La Commune de Paris marqua aussi l’histoire par les terribles affrontements qu’elle connut. En effet, les Versaillais regroupèrent rapidement leurs forces, aidés par Bismarck, qui libéra des prisonniers de guerre. En outre, les Communards surestimèrent leurs effectifs réels et organisèrent mal leur défense. Ainsi, début avril, une attaque des fédérés sur le mont Valérien et la redoute de Châtillon échoua et se conclut par l’exécution sommaire de nombre d’entre eux. À la mi-mai, les Versaillais réussirent à entrer dans un Paris aux rues couvertes de barricades, défendues quartier par quartier par les fédérés.

Ces derniers répondent aux fusillades des Versaillais par l’appel à la guerre révolutionnaire, la construction de foyers de résistance et l’exécution d’otages. La répression est féroce et n’épargne ni les femmes ni les enfants. Par ailleurs, plusieurs monuments sont incendiés, comme l’hôtel de ville ou le palais des Tuileries, par l’artillerie versaillaise ou la volonté des insurgés. Cette Semaine sanglante dura jusqu’au 28 mai, date du dernier combat au Père-Lachaise, où des communards se retranchèrent et furent bientôt vaincus par les Versaillais, qui achevèrent les blessés et fusillèrent les derniers survivants contre le mur d’enceinte, devenu depuis lors le « mur des Fédérés ».

La Semaine sanglante fit plus de 20 000 victimes, auxquelles s’ajoutèrent celles frappées par des sanctions judiciaires, notamment des enfants. En effet, les conseils de guerre prononcèrent, jusqu’en 1877, un total d’environ 40 000 jugements. Ils décidèrent de nombreuses peines de prison, d’une centaine de condamnations à mort, dont une vingtaine furent exécutées, et de plusieurs milliers de déportations, notamment en Nouvelle-Calédonie, parmi lesquelles celle de la célèbre institutrice et féministe Louise Michel, figure emblématique de la Commune. Des progressistes comme Victor Hugo plaidèrent pendant plusieurs années pour l’amnistie des communards mais il fallut attendre mars 1879 pour que l’Assemblée nationale vote une amnistie partielle, qui devint générale en juillet 1880. Or jamais les condamnés ne furent réhabilités, alors qu’aucun argument juridique n’est venu justifier ni les fusillades sommaires, ni les exécutions de masse, ni les condamnations hâtives.

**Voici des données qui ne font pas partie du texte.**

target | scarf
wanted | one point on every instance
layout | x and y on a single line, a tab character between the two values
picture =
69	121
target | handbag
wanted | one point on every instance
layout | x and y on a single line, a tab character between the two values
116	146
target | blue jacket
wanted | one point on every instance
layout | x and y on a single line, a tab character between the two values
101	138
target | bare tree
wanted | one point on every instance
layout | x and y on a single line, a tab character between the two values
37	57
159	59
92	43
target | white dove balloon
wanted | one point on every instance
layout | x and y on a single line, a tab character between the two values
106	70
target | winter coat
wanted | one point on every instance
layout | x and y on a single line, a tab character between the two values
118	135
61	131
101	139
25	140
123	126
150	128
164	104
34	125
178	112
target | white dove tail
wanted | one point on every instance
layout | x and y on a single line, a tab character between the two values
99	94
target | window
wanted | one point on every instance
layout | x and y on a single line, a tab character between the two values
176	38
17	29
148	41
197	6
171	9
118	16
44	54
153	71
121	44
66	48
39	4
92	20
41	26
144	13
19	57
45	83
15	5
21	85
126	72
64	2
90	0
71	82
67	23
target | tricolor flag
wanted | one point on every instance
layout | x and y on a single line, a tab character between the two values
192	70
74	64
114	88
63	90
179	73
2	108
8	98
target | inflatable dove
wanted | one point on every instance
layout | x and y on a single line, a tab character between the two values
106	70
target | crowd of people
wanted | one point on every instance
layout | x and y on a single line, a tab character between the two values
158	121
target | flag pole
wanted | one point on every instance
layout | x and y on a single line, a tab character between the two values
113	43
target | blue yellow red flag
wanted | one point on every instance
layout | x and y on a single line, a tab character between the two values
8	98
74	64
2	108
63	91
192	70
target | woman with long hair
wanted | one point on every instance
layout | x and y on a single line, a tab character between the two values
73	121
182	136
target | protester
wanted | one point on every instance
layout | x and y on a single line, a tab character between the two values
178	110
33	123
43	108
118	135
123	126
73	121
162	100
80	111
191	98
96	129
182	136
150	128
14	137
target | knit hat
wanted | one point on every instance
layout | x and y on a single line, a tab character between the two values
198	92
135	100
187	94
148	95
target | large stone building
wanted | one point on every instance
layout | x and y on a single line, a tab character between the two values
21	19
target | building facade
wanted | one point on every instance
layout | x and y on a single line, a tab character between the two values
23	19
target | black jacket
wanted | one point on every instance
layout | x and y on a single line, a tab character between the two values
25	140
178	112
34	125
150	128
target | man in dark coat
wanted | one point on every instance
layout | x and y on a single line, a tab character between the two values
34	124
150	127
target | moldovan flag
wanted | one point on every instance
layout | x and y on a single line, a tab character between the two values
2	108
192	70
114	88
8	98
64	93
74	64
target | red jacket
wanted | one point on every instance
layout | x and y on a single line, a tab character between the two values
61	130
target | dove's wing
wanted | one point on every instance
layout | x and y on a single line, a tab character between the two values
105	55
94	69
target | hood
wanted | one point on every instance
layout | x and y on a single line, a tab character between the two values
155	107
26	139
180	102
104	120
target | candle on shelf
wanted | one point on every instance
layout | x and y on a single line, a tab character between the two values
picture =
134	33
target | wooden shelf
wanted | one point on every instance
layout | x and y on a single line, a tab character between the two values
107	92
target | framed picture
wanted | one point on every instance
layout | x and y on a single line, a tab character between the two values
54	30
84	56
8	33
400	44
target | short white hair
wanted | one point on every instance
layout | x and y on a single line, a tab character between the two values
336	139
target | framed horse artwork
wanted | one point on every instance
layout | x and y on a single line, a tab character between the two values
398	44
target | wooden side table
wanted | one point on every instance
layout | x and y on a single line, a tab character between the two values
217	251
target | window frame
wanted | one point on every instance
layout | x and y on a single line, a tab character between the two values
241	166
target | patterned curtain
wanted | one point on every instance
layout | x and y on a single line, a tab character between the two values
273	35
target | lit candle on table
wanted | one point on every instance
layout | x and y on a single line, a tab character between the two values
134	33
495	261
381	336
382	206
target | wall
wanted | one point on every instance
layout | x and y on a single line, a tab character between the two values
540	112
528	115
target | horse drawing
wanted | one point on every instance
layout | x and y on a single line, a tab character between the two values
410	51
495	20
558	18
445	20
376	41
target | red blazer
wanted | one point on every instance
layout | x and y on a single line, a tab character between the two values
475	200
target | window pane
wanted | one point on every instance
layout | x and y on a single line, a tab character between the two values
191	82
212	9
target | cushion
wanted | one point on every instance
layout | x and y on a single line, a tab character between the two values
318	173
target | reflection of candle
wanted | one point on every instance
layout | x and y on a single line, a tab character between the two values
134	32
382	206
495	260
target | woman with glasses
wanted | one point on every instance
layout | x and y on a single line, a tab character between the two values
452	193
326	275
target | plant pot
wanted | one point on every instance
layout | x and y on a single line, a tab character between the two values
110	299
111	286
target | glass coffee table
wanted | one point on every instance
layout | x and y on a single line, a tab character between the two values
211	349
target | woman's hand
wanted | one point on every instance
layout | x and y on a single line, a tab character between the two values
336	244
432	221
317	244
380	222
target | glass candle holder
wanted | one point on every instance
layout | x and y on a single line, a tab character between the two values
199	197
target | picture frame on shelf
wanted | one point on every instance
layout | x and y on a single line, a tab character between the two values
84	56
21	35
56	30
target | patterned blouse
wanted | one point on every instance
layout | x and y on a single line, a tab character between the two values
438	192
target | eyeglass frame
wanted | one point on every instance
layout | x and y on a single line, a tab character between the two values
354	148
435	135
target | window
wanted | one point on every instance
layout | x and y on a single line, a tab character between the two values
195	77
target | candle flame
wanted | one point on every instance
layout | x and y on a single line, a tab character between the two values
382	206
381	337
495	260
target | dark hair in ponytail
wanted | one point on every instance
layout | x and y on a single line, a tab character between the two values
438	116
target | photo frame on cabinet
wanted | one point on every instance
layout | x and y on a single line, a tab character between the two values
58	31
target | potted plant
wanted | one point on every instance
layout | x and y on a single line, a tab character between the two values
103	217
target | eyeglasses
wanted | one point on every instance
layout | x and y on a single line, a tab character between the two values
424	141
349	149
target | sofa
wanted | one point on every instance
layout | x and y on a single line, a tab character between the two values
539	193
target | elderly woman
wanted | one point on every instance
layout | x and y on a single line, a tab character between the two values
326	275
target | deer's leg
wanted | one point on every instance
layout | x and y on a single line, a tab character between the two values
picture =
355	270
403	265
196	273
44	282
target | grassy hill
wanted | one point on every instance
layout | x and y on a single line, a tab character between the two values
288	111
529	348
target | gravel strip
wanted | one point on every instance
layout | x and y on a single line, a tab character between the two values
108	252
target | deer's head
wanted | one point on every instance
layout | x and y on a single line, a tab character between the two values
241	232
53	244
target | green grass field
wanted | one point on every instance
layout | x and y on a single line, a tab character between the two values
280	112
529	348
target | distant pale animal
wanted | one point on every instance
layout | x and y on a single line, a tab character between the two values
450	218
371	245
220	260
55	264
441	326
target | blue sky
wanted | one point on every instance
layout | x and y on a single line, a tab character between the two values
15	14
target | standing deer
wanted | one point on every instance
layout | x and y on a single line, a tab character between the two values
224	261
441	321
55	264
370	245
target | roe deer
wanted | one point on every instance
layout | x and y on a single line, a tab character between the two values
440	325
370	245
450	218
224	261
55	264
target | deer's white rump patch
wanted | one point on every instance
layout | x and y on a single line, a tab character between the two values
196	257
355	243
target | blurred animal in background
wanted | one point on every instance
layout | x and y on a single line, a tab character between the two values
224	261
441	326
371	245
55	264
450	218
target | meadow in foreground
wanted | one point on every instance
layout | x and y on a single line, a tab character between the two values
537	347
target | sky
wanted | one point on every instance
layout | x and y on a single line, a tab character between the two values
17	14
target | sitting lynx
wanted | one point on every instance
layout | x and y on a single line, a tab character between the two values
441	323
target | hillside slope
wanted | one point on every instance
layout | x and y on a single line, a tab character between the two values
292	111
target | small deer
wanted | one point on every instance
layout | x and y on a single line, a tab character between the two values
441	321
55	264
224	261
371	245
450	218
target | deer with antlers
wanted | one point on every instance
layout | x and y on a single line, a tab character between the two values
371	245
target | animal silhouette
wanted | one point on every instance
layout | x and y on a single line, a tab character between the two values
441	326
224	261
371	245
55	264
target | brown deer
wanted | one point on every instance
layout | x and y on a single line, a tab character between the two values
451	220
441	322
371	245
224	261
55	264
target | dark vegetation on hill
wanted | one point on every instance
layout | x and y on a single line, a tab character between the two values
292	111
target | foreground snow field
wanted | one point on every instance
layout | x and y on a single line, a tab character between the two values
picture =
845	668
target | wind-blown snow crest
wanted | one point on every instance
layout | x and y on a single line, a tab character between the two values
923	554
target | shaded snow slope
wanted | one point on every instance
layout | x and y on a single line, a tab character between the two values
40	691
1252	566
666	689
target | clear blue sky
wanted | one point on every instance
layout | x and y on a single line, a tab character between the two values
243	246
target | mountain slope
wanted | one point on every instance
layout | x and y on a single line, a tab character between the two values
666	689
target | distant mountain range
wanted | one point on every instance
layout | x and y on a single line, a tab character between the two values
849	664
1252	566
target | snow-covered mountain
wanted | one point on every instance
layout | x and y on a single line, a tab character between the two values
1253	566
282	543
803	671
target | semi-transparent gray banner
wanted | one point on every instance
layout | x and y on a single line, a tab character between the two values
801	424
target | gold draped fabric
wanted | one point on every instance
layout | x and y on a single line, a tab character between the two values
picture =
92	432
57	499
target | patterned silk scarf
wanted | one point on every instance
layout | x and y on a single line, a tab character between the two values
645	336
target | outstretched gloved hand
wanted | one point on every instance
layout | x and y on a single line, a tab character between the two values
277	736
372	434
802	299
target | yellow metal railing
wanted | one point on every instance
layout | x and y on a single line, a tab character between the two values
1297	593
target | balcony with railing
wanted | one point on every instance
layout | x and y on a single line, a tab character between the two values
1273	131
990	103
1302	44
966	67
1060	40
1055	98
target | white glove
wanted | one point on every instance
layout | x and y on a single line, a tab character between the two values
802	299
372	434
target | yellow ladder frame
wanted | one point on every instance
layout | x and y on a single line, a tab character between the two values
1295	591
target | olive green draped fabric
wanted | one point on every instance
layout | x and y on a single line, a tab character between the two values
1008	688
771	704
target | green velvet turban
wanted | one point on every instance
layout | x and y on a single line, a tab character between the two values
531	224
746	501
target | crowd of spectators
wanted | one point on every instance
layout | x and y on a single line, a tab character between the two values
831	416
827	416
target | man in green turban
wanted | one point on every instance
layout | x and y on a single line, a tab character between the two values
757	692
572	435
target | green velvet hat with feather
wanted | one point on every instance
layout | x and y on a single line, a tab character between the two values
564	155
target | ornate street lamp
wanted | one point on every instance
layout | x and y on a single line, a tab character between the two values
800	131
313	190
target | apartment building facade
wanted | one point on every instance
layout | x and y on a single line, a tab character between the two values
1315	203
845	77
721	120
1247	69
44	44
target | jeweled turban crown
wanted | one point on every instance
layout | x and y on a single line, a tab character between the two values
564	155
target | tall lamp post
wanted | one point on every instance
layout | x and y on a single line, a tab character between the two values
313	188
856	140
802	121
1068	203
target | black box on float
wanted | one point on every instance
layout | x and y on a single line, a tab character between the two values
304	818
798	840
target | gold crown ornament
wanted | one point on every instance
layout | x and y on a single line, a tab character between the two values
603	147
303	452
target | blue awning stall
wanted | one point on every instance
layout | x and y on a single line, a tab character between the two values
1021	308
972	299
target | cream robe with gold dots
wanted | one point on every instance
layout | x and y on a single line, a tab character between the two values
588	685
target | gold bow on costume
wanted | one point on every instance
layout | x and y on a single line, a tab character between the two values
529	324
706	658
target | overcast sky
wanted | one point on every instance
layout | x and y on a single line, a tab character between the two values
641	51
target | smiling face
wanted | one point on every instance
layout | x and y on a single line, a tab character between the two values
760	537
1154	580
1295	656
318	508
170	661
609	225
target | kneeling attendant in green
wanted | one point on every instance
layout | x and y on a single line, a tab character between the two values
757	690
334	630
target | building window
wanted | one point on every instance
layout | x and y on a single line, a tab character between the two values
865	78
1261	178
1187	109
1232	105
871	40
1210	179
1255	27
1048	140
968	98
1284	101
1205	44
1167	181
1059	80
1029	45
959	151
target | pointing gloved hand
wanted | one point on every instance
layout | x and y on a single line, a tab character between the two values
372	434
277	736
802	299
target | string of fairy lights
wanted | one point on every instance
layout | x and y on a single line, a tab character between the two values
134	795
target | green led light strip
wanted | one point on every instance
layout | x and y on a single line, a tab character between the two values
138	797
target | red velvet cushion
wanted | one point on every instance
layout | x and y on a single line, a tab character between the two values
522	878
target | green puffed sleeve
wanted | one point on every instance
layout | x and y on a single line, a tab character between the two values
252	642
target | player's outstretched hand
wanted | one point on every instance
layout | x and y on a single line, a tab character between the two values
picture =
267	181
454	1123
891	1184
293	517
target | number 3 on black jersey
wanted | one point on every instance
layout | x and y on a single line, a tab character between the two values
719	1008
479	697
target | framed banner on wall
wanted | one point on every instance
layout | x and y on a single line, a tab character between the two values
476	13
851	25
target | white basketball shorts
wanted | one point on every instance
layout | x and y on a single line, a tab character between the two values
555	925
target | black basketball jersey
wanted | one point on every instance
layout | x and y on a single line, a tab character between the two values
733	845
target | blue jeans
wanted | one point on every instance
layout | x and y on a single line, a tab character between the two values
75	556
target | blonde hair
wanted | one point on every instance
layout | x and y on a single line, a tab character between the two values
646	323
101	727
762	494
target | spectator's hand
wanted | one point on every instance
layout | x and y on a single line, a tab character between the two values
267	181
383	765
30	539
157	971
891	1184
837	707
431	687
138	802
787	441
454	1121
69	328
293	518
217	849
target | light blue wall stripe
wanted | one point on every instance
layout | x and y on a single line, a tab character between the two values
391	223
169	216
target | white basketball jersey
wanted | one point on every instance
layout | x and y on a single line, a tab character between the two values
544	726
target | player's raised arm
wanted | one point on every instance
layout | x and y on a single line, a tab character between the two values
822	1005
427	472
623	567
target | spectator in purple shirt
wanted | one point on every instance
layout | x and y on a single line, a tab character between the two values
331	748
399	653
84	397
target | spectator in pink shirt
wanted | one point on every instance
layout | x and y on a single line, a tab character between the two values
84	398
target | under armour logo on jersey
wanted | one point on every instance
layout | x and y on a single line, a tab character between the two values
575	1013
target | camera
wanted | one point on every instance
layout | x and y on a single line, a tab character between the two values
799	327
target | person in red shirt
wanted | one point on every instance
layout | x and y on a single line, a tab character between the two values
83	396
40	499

Il est dès lors pleinement justifié que le Parlement, près d’un siècle et demi plus tard, veuille réhabiliter, par une résolution, ceux qui se battirent et furent réprimés pour que l’expression de la souveraineté populaire, donc de la démocratie, soit respectée. Cette proposition de résolution participe également à la reconnaissance, dans notre histoire et dans l’histoire universelle, du rôle que joua la Commune de Paris, malgré ses quelques jours d’existence, dans l’installation durable de la République et des valeurs qu’elle incarne. Par conséquent, le groupe radical, républicain, démocrate et progressiste soutient cette proposition de résolution.